Felizmente, y en menor escala, como anota la periodista argentina María de Michelis, a contrapelo del feed lot (producir más, en el menor tiempo y espacio posibles), surge la ganadería regenerativa. Un sistema en el que el animal se desarrolla sin confinamiento, sin antibióticos ni transgénicos. Y en el que también se vela por la salud del pastizal. “Este tipo de ganadería aporta la única opción productiva capaz de capturar más carbono del que se emite, según valores comparados por kilo de producto (soja, carne, etc.)”, le anota la ingeniera agrónoma Mercedes López y confirman documentos del Instituto Nacional de Tecnología Agropecuaria de Argentina.
Esto implica el desarrollo de un pastoreo planificado que no es cosa a futuro, sino recuperado del pasado y ya viene siendo llevado a cabo en Argentina, por ejemplo, por Pablo Rivero, el dueño de Don Julio en Buenos Aires, quien apuesta por métodos tradicionales y concientizar sobre el consumo de carne. “La ganadería regrenerativa se retoma por la necesidad de no seguir devastando el suelo y conectar unos con otros. Mercedes trabaja conmigo y en el proyecto de los novillos en la Patagonia buscamos productores y nos enfocamos en suelo, pastura, genética. Hace cuatro años que estamos en esto y los pequeños productores se están sumando, primero porque es más rentable (no usas agroquímicos porque la pastura esta súper abonada ni necesitas sembrar pastos naturales) y porque son los jovenes quienes quieren cambiar. Es ir contra el sistema. Hoy en Argentina debe de haber cerca de 57 millones de cabezas de ganado y aproximadamente 80 productores que se están animando al cambio”, indica Pablo.
En tiempos prepandémicos (sin hablar de pescados aún) el consumo per cápita de pollo en Perú bordeaba los 4.2 kg al mes (unos 50.4 kg al año), el de cerdo llegaba a los 8 kilos per cápita anual y el de res fluctuaba entre 4 y 6 kilos. La crisis del covid 19 afectó bolsillos y pecios, según el portal actualidad Avipecuaria: “En Perú el consumo de aves es (hoy) de más de 46 kg por persona, en comparación con 4 kg de carne de res y 4 kg de cerdo (ambos per cápita) al año.
Además, es el país de la región que más se consume la carne de cordero: 1 kg por persona”. ¿Y la trazabilidad? Casi nula. Mucho de lo que llega a la mesa de la mayoría de peruanos se cría hacinado y poco se sabe de dónde viene. Algunos esfuerzos tratan de romper el molde y es entonces cuando una luz de esperanza se traza en el camino.

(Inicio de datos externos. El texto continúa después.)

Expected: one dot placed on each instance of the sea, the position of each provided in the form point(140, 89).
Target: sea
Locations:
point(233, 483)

Cuando comer carne se justifica pues se usa todo el animal, se sabe cómo ha crecido y cómo ha sido beneficiado, se valora cada parte y se horna. Una celebración. Y eso es lo que hemos dejado de hacer, de celebrar la carne, de entender lo que nos llevamos a la panza. No, no es cuestión de dejarla de comer y así salvar el mundo. Como anota De Michelis según lo conversado con la veterinaria y asesora de la Dirección Nacional de Agroecología, Constaza Moltedo: “Muchos de los productos veganos que se venden en dietéticas son ultraprocesados promovidos desde un aparato de marketing monumental. No avalo para nada el sufrimiento animal. Pero no comer carne y tomar leche de soja es desconocer el sufrimiento del planeta a manos de la agricultura intensiva, la cantidad de agua que requiere y el sufrimiento de las personas que padecieron fumigaciones”.

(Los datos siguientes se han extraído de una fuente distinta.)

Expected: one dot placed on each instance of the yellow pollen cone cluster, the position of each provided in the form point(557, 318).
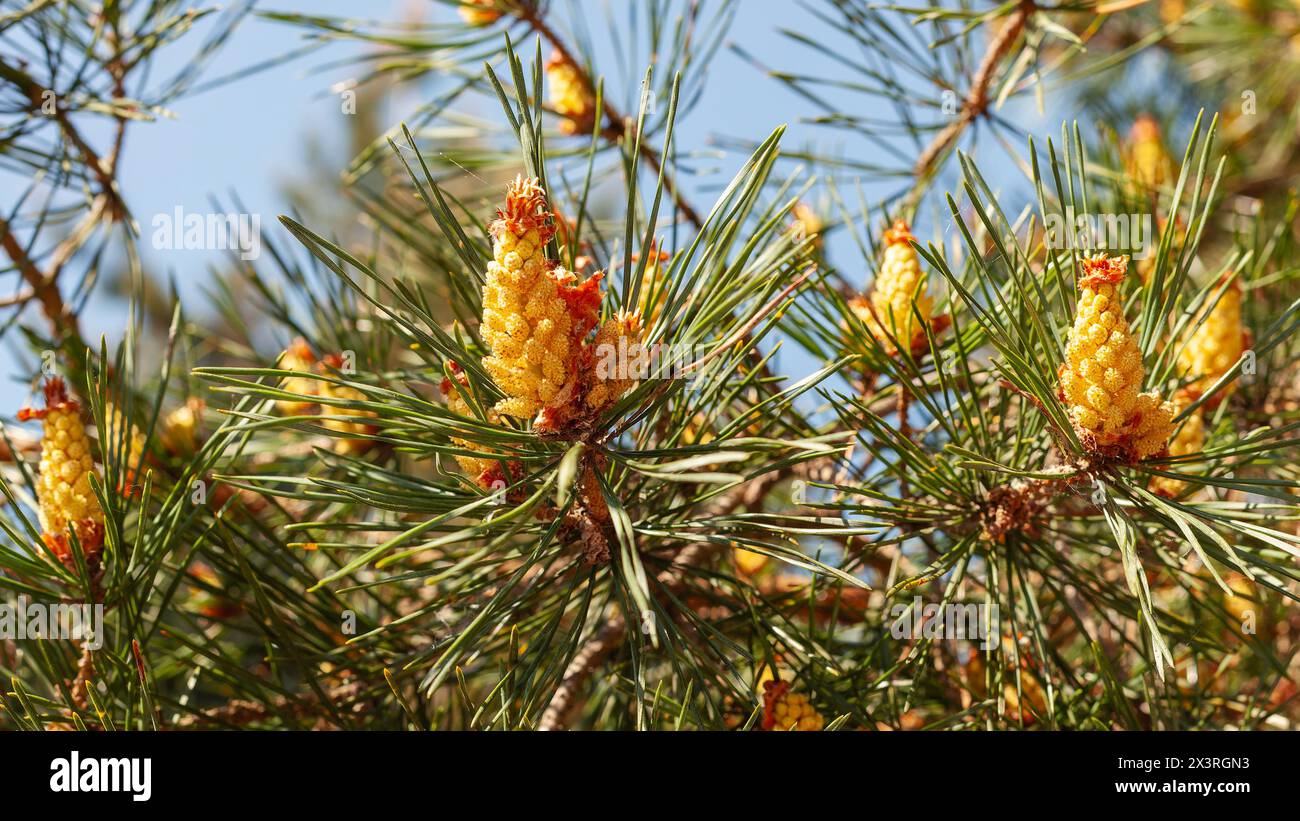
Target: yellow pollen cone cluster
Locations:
point(181, 428)
point(1147, 161)
point(479, 12)
point(299, 357)
point(748, 561)
point(616, 346)
point(1213, 348)
point(525, 320)
point(570, 95)
point(784, 709)
point(1103, 374)
point(63, 490)
point(889, 312)
point(1188, 439)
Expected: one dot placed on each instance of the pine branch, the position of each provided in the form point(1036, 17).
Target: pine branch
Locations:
point(978, 98)
point(616, 124)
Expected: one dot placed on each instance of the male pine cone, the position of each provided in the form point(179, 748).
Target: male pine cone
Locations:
point(63, 490)
point(1104, 372)
point(1214, 347)
point(901, 285)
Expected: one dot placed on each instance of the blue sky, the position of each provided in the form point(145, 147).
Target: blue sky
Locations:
point(250, 137)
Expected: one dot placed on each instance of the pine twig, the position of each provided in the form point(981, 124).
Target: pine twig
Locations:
point(976, 99)
point(610, 637)
point(615, 124)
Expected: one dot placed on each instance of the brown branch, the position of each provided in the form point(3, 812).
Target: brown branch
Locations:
point(43, 290)
point(976, 99)
point(610, 637)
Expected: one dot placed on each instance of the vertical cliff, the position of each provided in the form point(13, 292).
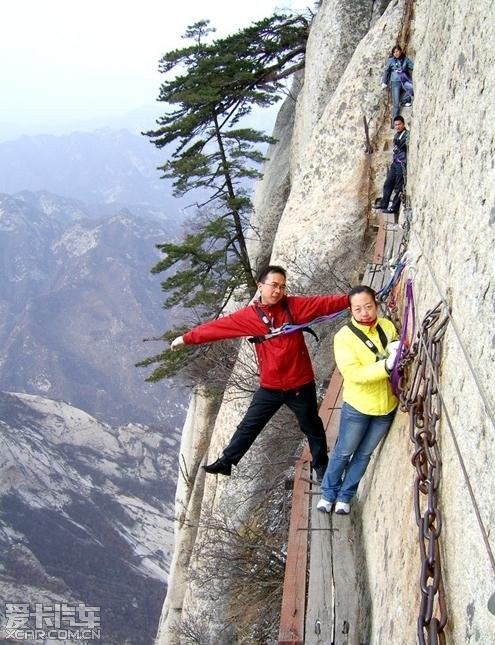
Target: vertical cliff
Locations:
point(311, 214)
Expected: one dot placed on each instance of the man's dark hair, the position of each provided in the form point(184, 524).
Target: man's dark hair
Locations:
point(361, 288)
point(271, 268)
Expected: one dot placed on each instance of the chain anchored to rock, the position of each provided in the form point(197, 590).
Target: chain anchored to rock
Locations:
point(422, 402)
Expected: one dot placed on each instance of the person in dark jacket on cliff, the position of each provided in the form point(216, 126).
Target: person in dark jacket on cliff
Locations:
point(394, 181)
point(397, 75)
point(285, 370)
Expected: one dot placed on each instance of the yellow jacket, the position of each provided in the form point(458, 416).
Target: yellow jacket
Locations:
point(366, 382)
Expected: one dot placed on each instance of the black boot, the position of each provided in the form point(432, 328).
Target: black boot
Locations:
point(219, 467)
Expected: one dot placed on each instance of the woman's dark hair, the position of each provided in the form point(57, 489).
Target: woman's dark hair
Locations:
point(402, 54)
point(271, 268)
point(361, 288)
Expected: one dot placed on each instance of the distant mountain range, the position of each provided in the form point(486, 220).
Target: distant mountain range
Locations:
point(76, 300)
point(101, 167)
point(86, 497)
point(86, 514)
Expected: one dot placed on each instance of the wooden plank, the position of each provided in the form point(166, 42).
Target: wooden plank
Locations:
point(319, 612)
point(294, 591)
point(345, 582)
point(330, 404)
point(380, 240)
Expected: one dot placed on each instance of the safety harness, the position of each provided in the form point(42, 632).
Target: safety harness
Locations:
point(369, 343)
point(275, 331)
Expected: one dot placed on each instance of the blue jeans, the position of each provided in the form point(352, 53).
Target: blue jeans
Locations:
point(359, 435)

Siempre el equilibrio es la respuesta. Encontrar el balance en la alimentación nos guía a aportar a ese ecosistema que queremos defender, preservar y tratar de, en lo posible, salvar. No es uno contra el otro, es un encuentro de razonamientos que coincidan en el andar, porque al final nada es blanco o negro. De matices y contradicciones estamos hechos y la breve reflexión de hoy es solo la punta del iceberg de una discusión eterna y profunda que finalmente comienza a evidenciarse más. O al menos tratamos de hablarla más. Seguiremos.